@hugo23 je vais être direct parce que, sur ces sujets, chaque mot compte. Votre message est truffé d’erreurs de forme et de termes impropres, et ça peut vous induire en erreur fiscalement. On parle de Girardin « industriel » (pas industrielle), d’Outre-mer, de revenus et non « revenue », et surtout de « réduction d’impôt », pas de « crédit d’impôt ». Je vous le dis sans malveillance, mais en fiscalité la précision de la langue évite des bêtises coûteuses.
Sur le fond, fonctionnement réel du Girardin industriel : vous souscrivez à fonds perdu (via une SNC/SEP le plus souvent) pour financer un matériel productif exploité en Outre-mer. En contrepartie, vous bénéficiez d’une réduction d’impôt calculée l’année de la mise en service de l’investissement. Ce n’est pas un prêt et ce n’est pas un crédit d’impôt remboursable. La réduction s’impute sur l’IR dû l’année considérée ; l’excédent peut, en principe, être reporté jusqu’à cinq ans (mécanisme prévu à l’article 199 undecies B du CGI), mais elle reste soumise au plafonnement global des niches.
Plafonds et ordre d’imputation : le Girardin entre dans le plafonnement « majoré Outre-mer » de 18 000 € par an (au lieu de 10 000 € pour les autres niches). Et l’imputation suit un ordre précis : on calcule l’impôt brut, on applique les correctifs du barème, on applique ensuite les réductions d’impôt (dont la réduction DOM pour les résidents d’Outre-mer prévue à l’article 197, qu’on confond souvent avec une « décote »), puis après viennent les crédits d’impôt éventuels. C’est important parce que le Girardin est une réduction : il ne génère pas de remboursement si votre impôt tombe à zéro, et le plafonnement peut vous brider.
Vos chiffres et votre phrase « j’accepte de prêter 4 000 € pour un crédit d’impôt de 4 600 € » ne collent pas : 1) vous ne « prêtez » rien, vous faites un versement à fonds perdu ; 2) vous ne touchez pas un crédit remboursable, vous obtenez une réduction ; 3) l’économie visée (le « gain fiscal » net) doit être testée après prise en compte du plafond de 18 000 €, de la réduction DOM éventuelle qui s’impute avant (et qui a ses propres plafonds en montant), et de votre impôt réellement dû l’année de la mise en service.
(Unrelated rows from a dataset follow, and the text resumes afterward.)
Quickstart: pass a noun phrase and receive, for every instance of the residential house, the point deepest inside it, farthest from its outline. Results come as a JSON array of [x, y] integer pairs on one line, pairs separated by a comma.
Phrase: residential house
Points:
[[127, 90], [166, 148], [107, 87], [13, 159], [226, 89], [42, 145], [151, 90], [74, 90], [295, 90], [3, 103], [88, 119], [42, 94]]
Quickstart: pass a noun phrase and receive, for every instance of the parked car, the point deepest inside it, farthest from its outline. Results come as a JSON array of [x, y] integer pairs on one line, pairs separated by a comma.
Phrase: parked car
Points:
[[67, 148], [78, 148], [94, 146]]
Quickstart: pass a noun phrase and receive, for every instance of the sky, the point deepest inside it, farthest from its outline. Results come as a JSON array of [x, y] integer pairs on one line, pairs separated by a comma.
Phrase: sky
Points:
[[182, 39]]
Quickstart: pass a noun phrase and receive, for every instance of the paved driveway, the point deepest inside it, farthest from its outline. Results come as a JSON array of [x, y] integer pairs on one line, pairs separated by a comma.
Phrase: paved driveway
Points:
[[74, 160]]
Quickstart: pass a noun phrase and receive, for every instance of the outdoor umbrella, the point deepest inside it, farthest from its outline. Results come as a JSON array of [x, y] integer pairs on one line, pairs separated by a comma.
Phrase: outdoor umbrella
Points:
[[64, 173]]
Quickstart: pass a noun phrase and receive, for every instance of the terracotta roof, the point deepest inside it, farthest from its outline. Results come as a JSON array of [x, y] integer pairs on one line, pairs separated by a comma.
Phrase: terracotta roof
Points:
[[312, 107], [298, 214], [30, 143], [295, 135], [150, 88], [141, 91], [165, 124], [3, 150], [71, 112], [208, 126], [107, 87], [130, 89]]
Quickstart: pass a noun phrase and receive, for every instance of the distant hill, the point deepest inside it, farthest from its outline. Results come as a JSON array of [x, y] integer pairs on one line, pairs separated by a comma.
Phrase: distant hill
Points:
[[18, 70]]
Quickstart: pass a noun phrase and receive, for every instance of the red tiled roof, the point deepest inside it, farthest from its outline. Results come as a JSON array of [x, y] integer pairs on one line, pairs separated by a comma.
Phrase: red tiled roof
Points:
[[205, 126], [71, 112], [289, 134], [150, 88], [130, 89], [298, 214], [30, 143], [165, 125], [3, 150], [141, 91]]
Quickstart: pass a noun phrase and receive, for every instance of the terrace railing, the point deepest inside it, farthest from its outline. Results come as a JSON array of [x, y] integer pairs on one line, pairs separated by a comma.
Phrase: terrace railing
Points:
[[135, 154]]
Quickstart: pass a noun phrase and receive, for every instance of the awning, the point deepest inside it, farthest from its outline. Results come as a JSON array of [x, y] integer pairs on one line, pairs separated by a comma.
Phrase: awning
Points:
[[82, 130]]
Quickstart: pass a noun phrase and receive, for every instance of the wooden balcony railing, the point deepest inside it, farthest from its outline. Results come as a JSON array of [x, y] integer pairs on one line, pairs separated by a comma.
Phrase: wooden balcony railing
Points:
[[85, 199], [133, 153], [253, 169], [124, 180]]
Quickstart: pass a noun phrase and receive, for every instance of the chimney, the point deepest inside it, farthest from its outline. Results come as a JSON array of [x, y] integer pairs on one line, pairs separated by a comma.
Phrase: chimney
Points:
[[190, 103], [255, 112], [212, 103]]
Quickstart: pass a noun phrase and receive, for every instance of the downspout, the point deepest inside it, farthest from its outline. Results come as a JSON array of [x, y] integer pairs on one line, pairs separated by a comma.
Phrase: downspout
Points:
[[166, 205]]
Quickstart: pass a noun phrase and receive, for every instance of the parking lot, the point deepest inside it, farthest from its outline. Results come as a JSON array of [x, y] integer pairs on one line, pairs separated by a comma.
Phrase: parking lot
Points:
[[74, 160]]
Sinon, une partie du « bonus » est perdue ou reportée, et la promesse de « 600 € de gain » peut s’évaporer. Les documents officiels de l’AMF rappellent ces points clés et les risques de ce montage.
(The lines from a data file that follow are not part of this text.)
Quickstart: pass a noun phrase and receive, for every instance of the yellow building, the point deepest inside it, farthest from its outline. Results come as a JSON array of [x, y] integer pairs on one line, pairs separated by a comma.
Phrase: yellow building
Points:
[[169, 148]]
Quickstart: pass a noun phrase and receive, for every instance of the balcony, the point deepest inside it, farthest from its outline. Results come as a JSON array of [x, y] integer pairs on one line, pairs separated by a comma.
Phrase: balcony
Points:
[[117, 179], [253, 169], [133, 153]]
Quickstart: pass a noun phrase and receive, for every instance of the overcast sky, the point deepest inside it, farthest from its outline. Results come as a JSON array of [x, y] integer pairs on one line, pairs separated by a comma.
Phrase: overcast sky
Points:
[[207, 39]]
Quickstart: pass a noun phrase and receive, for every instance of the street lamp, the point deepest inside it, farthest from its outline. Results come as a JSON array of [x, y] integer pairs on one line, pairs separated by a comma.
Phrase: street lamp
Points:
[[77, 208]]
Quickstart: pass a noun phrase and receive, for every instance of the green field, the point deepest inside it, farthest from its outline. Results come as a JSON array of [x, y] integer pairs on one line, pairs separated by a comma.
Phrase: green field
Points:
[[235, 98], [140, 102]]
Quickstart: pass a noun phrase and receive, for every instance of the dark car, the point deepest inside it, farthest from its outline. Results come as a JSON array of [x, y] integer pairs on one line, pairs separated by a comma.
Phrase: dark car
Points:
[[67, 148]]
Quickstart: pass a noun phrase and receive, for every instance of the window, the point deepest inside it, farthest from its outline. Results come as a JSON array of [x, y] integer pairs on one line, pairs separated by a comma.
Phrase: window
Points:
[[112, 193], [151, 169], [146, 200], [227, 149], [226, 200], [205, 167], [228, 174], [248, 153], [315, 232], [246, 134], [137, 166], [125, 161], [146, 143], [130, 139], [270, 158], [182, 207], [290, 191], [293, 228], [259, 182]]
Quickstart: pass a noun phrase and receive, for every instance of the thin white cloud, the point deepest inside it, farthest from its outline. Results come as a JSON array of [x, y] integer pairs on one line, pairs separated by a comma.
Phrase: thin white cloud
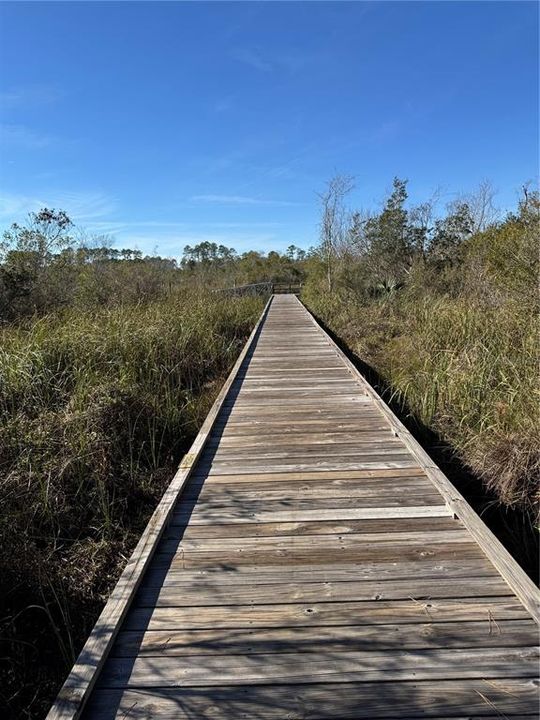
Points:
[[82, 207], [238, 200], [253, 59], [22, 136], [28, 96]]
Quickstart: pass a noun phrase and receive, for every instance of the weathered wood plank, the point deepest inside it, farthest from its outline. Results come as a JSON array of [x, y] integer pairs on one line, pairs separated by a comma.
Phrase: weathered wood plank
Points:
[[490, 609], [204, 592], [344, 667], [513, 633], [478, 698]]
Sur la sécurité : le Girardin industriel n’est jamais sans risque. Les risques principaux sont la requalification en cas de non-respect du cahier des charges sur 5 ans (matériel non exploité en continu en Outre-mer, défaut d’assurance/maintenance, faillite de l’exploitant, non-rétrocession des avantages, erreurs de montage, agrément manquant quand il est requis). En cas de requalification, l’administration peut reprendre tout ou partie de la réduction d’impôt, avec intérêts. C’est pour ça que les monteurs sérieux structurent des garanties (fonds de réserve, assurance « bonne fin fiscale » ou équivalent) et publient un historique sinistres/redressements. Vérifiez noir sur blanc : qui est la société de montage, ses comptes, son ancienneté, la présence d’agréments quand ils sont nécessaires, l’assurance souscrite, le taux de rétrocession aux locataires, le contrôle de la mise en service et du suivi sur 5 ans. L’AMF détaille ces points de vigilance.
À propos de « Clovis » : je n’émettrai pas d’avis sur un nom commercial. Faites une vraie due diligence : bilans et K-bis du monteur, nombre d’opérations closes sans incident, existence d’une garantie de bonne fin fiscale contractuelle, conditions d’exclusion de l’assurance, qui porte la responsabilité en cas de sinistre, et à quel niveau se situent les frais (et rétrocessions éventuelles du distributeur). Demandez aussi la date de mise en service prévue des matériels : votre réduction dépend de cette date, pas de la date de souscription.
Enfin, comme vous résidez en Outre-mer, sécurisez la séquence de calcul : vérifiez votre impôt brut réel, la réduction DOM applicable et son plafond, puis simulez l’imputation du Girardin dans la même année. Faites le test avec plusieurs hypothèses (mise en service N ou N+1, variation de votre revenu imposable si vous alimentez en plus un PER). Cela évite l’erreur classique consistant à « viser » un gain affiché par un commercial alors que, dans votre cas précis, une partie ne s’imputera pas.